I am an Apple user and a huge fan of the iPhone.  One of the app’s that I like to use on my iPhone is USA Today’s breaking news alerts.  Whether it is every day or every few days I receive an alert on my phone showing: Breaking News: Title of Story.  Unfortunately, the news alerts have become increasingly negative in nature.  Example: The Connecticut Elementary School Tragedy.  Each event traditionally brings a review of the disaster recovery plans, lock down procedures, security measures, etc… The following will outline some key aspects surrounding disaster recovery plans for Healthcare Facilities (Hospital, Health Systems, Nursing Homes, Assisted Living Facilities, Surgery Centers, etc.):

  • Patient safety must be at the top of any list.
  • Ability to maintain emergency power – Emergency power is important for many aspects of a hospital – i.e. life support devices.
    • Backup power sources
    • Emergency Testing Times – what time is right for your organization to complete “testing” while making sure not to disrupt your current operation?

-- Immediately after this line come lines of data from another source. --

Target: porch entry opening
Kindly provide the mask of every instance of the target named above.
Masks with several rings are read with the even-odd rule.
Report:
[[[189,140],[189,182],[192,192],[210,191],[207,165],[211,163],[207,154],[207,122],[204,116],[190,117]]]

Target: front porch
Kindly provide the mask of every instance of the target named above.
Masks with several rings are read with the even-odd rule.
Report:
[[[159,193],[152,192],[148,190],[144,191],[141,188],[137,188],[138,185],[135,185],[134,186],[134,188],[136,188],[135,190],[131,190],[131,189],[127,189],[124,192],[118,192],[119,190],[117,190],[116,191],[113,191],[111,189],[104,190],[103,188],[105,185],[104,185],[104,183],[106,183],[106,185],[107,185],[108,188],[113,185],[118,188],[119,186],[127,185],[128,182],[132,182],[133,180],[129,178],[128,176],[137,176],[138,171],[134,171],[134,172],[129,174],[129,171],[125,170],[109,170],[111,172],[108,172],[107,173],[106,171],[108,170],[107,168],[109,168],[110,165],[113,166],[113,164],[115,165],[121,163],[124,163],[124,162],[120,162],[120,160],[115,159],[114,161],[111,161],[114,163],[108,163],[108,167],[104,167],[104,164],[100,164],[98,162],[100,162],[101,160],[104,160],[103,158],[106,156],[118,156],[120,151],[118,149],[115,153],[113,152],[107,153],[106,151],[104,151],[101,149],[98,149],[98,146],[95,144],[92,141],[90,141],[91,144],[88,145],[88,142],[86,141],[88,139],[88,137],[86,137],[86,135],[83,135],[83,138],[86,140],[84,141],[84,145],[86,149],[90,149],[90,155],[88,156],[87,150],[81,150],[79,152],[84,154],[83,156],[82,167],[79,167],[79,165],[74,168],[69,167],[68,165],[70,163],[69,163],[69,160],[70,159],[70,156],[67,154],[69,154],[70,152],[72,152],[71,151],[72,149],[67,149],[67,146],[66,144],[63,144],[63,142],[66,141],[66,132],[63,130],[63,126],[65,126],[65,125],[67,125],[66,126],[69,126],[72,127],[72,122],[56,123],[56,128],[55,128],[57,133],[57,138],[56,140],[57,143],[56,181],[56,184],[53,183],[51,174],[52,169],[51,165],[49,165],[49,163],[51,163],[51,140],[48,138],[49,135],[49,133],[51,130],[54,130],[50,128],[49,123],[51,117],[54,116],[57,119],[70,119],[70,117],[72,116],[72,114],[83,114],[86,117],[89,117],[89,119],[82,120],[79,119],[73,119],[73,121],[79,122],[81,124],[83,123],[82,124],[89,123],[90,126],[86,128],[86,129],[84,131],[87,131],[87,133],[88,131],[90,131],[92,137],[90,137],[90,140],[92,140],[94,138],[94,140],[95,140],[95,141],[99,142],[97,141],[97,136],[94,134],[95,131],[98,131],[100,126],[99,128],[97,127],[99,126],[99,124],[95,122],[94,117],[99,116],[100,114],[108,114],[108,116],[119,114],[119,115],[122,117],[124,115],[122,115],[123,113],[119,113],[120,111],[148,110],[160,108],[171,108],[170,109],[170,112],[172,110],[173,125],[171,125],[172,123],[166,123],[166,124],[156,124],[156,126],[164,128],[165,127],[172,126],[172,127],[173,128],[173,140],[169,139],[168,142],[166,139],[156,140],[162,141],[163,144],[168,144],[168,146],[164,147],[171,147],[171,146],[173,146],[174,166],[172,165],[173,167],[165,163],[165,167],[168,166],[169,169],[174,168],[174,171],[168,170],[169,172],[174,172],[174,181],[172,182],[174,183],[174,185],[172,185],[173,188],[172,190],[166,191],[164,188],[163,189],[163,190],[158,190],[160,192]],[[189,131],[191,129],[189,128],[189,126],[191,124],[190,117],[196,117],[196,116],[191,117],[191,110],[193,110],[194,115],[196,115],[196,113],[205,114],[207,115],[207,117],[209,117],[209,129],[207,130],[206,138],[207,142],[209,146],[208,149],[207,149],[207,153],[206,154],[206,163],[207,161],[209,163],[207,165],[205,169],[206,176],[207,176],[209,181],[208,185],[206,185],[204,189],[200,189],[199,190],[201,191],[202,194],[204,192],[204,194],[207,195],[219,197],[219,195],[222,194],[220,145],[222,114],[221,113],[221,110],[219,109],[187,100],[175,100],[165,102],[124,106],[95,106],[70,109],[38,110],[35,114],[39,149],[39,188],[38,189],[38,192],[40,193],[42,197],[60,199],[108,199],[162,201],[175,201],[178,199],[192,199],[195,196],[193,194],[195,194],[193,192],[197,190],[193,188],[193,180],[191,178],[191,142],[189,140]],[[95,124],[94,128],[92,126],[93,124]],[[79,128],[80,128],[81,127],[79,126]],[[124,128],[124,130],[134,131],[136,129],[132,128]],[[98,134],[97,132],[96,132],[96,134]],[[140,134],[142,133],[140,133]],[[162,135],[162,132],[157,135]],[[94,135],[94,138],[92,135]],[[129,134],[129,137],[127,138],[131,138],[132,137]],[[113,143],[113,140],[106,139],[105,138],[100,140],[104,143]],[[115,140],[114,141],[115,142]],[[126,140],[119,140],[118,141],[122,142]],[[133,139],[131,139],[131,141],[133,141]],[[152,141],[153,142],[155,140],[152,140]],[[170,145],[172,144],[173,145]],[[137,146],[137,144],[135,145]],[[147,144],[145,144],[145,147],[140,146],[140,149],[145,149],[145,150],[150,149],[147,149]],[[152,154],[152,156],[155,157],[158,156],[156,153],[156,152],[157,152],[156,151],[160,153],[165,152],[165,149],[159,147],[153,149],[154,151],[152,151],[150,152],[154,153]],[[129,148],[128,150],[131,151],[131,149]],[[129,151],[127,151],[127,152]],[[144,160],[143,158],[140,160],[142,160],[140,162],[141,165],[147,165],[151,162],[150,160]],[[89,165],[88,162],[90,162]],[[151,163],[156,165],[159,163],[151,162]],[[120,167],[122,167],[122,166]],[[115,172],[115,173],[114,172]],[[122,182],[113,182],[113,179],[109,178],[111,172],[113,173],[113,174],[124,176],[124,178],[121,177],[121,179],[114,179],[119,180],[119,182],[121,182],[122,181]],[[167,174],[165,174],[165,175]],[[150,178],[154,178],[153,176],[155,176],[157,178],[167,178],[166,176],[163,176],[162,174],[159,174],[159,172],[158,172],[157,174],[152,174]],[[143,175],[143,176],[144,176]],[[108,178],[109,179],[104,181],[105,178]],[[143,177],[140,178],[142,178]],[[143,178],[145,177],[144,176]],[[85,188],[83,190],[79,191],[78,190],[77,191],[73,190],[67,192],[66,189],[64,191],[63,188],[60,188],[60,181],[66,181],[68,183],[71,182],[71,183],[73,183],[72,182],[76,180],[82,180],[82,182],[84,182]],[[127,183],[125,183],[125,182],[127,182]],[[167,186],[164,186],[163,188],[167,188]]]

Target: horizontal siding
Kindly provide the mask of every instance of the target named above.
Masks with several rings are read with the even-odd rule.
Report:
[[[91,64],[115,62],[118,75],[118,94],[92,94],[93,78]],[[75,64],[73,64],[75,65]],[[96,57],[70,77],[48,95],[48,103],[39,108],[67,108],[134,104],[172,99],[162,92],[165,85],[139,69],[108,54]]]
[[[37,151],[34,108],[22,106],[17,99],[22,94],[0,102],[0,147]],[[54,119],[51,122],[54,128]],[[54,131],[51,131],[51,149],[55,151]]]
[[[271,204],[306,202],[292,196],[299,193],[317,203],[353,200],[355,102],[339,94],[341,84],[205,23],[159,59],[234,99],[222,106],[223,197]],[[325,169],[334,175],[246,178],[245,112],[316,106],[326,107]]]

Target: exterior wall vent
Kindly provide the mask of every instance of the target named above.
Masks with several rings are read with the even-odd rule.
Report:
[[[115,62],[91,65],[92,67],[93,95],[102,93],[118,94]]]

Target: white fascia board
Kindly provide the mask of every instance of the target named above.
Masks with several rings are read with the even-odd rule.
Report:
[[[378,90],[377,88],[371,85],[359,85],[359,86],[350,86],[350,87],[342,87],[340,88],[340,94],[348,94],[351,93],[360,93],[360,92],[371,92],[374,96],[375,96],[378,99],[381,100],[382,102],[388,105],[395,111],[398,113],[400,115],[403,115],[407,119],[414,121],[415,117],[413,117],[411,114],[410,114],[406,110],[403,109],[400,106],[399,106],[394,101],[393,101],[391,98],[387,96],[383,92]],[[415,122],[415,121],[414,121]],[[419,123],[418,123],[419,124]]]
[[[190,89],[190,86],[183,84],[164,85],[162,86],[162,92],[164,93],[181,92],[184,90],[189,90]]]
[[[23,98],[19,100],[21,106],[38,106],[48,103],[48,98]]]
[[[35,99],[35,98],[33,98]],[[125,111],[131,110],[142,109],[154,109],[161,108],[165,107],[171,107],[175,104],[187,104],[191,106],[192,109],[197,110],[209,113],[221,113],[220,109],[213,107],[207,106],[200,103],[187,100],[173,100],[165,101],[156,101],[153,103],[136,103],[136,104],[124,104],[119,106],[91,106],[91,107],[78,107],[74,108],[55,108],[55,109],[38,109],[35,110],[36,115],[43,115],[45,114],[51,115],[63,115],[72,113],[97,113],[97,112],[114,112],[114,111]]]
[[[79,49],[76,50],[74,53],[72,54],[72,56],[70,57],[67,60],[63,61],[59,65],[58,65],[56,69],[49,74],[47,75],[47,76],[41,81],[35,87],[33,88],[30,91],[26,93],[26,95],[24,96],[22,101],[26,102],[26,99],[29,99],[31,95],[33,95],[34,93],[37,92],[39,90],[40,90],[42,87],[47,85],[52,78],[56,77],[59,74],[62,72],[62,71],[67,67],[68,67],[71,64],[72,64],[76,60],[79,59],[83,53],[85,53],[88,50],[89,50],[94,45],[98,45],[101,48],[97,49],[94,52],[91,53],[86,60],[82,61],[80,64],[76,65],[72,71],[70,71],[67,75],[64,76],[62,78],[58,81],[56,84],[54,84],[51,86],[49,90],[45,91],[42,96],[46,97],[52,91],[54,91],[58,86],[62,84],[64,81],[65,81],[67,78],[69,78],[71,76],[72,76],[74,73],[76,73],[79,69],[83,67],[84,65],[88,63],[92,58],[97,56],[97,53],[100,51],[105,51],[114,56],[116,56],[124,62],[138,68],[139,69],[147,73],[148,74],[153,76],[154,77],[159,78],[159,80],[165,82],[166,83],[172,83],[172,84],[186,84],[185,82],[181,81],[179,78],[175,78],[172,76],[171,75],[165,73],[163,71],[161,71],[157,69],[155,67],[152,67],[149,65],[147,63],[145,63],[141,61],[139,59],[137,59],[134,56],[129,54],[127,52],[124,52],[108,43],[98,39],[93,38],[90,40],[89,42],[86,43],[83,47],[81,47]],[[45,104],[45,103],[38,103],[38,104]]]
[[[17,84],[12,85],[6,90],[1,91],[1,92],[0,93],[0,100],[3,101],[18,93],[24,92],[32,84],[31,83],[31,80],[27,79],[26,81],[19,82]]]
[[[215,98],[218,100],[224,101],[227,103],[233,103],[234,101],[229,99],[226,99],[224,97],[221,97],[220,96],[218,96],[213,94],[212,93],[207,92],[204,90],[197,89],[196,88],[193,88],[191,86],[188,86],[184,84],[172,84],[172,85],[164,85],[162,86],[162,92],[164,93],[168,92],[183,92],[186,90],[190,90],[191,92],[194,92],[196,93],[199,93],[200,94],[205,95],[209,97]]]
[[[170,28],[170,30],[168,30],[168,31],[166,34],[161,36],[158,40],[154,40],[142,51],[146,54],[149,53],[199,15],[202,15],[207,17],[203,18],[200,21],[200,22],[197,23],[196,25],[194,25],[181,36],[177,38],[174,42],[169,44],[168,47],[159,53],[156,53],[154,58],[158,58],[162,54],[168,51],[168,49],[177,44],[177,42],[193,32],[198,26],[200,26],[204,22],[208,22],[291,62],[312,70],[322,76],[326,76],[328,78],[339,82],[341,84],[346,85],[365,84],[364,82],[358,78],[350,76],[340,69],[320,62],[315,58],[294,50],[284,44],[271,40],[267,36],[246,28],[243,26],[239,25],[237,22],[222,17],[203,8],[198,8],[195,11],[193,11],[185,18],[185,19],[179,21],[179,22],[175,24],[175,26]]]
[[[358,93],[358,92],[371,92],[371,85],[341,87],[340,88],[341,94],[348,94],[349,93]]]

      • Avoid elevator entrapments
      • Review and utilize test results
    • Improper planning can lead to expensive testing or even lawsuits!
  • Transfer Plans – how and where will you patients be transferred to?  Four key areas include:
    • Patient care plans
    • Pharmaceuticals
    • Notification of families
    • Safety of staff
  • Evacuation Plan – What is your plan for evacuation? Think of your facility experiencing an event like the “Sandy or Katrina” and be prepared for the multiple steps/types of evacuation:
    • Defend in place
    • Evacuate single department, floor, or unit
    • Evacuate multiple floors  or units within a building
    • Relocation of an entire building to another building on campus
    • Evacuate the entire hospital campus
    • Citywide evacuation

Somewhere today, there will be the need for transfer and evacuation plans. Companies will be doing emergency testing today as well.  Most employers have plans like this somewhere in their office.   Consider updating, building a committee to review, hiring a firm to review, or using association/industry best practices for assistance.  Another great resource is your insurance agent and/or insurance company.  These types of plans are measured only by their success in the event of an emergency.  Provide your team with the best training and education so that everyone has a chance at success when an emergency does happen!